Bald wurde dieser Begriff in den USA von konservativen Studenten, Akademikern, Journalisten usw. zu einem pejorativ gebrauchten Kampfbegriff umfunktioniert und damit verwandelte er sich zu einem Kennzeichen der Ablehnung von Antidiskriminierungsbemühungen. V.a. konservative Kräfte verwenden ihn seit den 1990er Jahren in Auseinandersetzungen mit ihren politischen Gegnern. In der Folge wurde er dann auch von nichtkonservativen Kräften verwendet und wird es auch weiterhin.

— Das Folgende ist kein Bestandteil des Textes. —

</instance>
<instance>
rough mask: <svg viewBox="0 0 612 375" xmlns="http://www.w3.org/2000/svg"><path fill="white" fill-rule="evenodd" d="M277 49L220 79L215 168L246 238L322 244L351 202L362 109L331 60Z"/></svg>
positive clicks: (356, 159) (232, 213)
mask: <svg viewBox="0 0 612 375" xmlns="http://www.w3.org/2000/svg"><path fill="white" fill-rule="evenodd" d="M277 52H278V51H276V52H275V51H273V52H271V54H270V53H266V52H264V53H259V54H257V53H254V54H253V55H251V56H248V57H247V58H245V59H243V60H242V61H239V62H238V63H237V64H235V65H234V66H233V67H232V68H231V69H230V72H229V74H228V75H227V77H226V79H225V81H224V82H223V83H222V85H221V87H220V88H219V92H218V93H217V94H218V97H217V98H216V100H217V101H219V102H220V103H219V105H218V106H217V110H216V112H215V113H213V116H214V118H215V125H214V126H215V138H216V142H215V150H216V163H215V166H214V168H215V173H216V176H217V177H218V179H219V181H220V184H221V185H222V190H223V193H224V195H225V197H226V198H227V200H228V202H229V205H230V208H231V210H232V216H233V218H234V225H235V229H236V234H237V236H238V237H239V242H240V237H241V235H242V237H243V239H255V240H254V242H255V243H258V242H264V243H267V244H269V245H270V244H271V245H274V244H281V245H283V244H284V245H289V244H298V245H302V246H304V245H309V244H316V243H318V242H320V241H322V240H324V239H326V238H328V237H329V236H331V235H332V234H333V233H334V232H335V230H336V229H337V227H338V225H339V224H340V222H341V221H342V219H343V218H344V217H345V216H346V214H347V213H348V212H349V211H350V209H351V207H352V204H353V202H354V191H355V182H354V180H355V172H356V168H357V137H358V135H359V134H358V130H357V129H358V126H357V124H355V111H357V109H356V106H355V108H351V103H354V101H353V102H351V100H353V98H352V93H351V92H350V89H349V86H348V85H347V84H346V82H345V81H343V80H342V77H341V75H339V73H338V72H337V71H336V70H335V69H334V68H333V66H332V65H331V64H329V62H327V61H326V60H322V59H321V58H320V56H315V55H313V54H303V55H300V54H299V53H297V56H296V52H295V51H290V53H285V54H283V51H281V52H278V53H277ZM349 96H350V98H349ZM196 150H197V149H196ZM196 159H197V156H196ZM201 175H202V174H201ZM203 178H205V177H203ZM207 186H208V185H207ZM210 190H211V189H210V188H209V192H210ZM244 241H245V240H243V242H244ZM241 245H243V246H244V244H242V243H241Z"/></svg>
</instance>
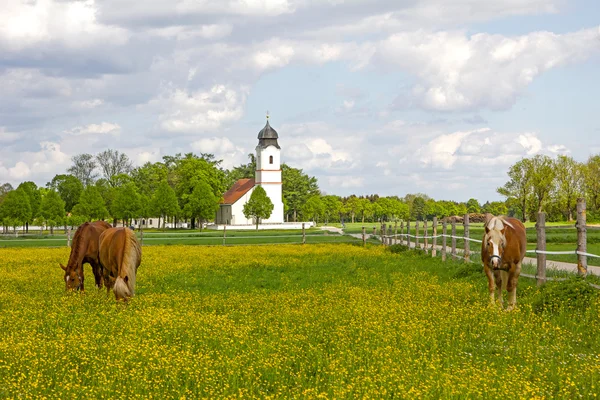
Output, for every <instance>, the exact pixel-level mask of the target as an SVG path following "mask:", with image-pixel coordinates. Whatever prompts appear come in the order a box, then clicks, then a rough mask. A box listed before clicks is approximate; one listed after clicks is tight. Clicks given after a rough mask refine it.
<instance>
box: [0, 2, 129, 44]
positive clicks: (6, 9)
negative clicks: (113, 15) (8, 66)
mask: <svg viewBox="0 0 600 400" xmlns="http://www.w3.org/2000/svg"><path fill="white" fill-rule="evenodd" d="M96 12H97V7H96V4H95V1H94V0H85V1H56V0H38V1H35V2H30V1H13V0H9V1H2V2H0V48H4V49H6V50H8V51H19V50H23V49H25V48H29V47H33V46H36V45H40V44H44V43H51V42H58V43H60V44H62V45H64V46H66V47H69V48H79V49H81V48H85V47H87V46H90V45H93V44H98V43H102V42H109V43H112V44H113V45H118V44H123V43H125V42H126V41H127V40H128V38H129V34H128V32H127V31H126V30H124V29H122V28H119V27H115V26H105V25H102V24H100V23H98V21H97V19H96Z"/></svg>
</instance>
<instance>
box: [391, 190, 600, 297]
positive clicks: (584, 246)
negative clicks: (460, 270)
mask: <svg viewBox="0 0 600 400" xmlns="http://www.w3.org/2000/svg"><path fill="white" fill-rule="evenodd" d="M464 221H465V223H464V228H465V230H464V235H463V236H459V235H457V234H456V222H455V221H451V228H452V234H447V233H446V232H447V229H446V221H443V222H442V234H437V224H438V223H437V218H436V219H435V220H434V233H433V235H429V232H428V231H427V230H426V231H425V234H424V235H419V234H418V226H419V221H416V222H415V226H416V227H417V230H416V231H415V234H414V235H413V234H411V233H410V221H407V222H406V227H407V231H406V233H404V232H402V230H403V227H404V221H402V222H401V224H400V227H401V232H400V233H394V235H390V236H382V243H384V244H402V245H404V244H405V243H406V245H407V246H408V247H409V248H413V247H414V248H415V249H422V250H425V251H427V252H428V251H429V250H431V255H432V257H435V256H436V254H437V251H436V252H434V250H439V249H438V246H437V239H439V238H442V245H441V246H439V247H441V254H442V261H445V260H446V253H447V252H448V248H447V246H446V241H447V239H451V246H450V255H451V257H452V258H454V259H459V258H463V259H464V261H465V262H473V261H472V260H470V258H469V257H470V255H472V254H478V253H479V254H480V253H481V252H478V251H470V249H469V243H470V242H473V243H482V241H481V240H478V239H474V238H471V237H469V215H468V214H467V215H465V218H464ZM424 226H425V227H426V226H427V224H426V223H424ZM575 227H576V228H577V244H576V246H574V247H576V249H574V250H566V251H549V250H546V235H545V233H546V229H547V228H546V225H545V214H544V213H540V214H538V222H537V223H536V231H537V245H536V247H537V248H536V249H530V250H527V251H526V253H527V254H535V255H537V261H536V264H537V272H536V275H530V274H524V273H522V274H521V276H524V277H527V278H532V279H536V280H537V281H538V284H539V285H542V284H544V283H545V282H546V281H551V280H557V281H560V280H564V279H566V278H559V277H546V263H547V261H546V255H576V256H577V264H576V265H575V264H573V265H574V266H576V268H577V272H578V274H579V275H582V276H586V275H587V274H588V265H587V258H588V257H591V258H600V255H597V254H592V253H589V252H587V234H586V231H587V229H588V228H590V227H588V226H587V225H586V205H585V200H584V199H581V198H580V199H578V200H577V223H576V224H575ZM594 228H595V227H594ZM551 229H553V228H551ZM382 232H385V230H382ZM411 239H413V240H412V242H413V243H414V246H413V245H412V244H411ZM429 240H432V241H431V248H430V249H429V248H427V245H425V244H423V246H421V245H420V243H421V242H423V243H427V242H428V241H429ZM457 240H463V241H464V244H465V248H464V249H458V248H457V246H456V241H457ZM458 252H460V253H462V256H460V255H458V254H457V253H458ZM588 283H589V282H588ZM589 284H590V286H592V287H595V288H596V289H600V286H599V285H594V284H591V283H589Z"/></svg>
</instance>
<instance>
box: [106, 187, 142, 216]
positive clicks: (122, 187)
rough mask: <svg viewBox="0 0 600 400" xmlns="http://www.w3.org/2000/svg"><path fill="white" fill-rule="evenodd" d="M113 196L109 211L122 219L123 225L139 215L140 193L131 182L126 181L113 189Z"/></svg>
mask: <svg viewBox="0 0 600 400" xmlns="http://www.w3.org/2000/svg"><path fill="white" fill-rule="evenodd" d="M114 191H115V196H114V199H113V202H112V205H111V213H112V216H113V217H114V218H119V219H121V220H122V221H123V226H125V224H126V223H127V224H129V223H130V222H131V219H132V218H134V217H137V216H139V210H140V195H139V194H138V192H137V188H136V186H135V184H134V183H133V182H129V183H126V184H125V185H123V186H121V187H117V188H115V189H114Z"/></svg>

Es lassen sich zwei verschiedene Verwendungen des Begriffs feststellen:

(1)     Dieser Begriff ist einerseits ein praktisches Schlagwort im Zusammenhang mit dem besonders in Nordamerika und Europa seit dem ausgehenden 20. Jahrhundert vorhandenen Bemühen, die Interessen von Minderheiten aller Art stärker zu vertreten und damit Diskriminierung v.a. im Sprachgebrauch zu vermeiden, wie sie vielfach in der Vergangenheit üblich war, ohne dass man sich dessen bewusst war. Mit der Aussage, dass etwas politisch nicht korrekt oder politisch inkorrekt sei, soll dahingehend gedeutet und verstanden werden, dass eine Norm verletzt wurde und solche Äußerungen (oder Handlungen) den allgemeinen moralischen Normen zuwiderlaufen, wobei auch Tabus gebrochen werden können. Daraus folgt, dass auch berechtigte Kritik vielfach stark moralisierend gefärbt ist.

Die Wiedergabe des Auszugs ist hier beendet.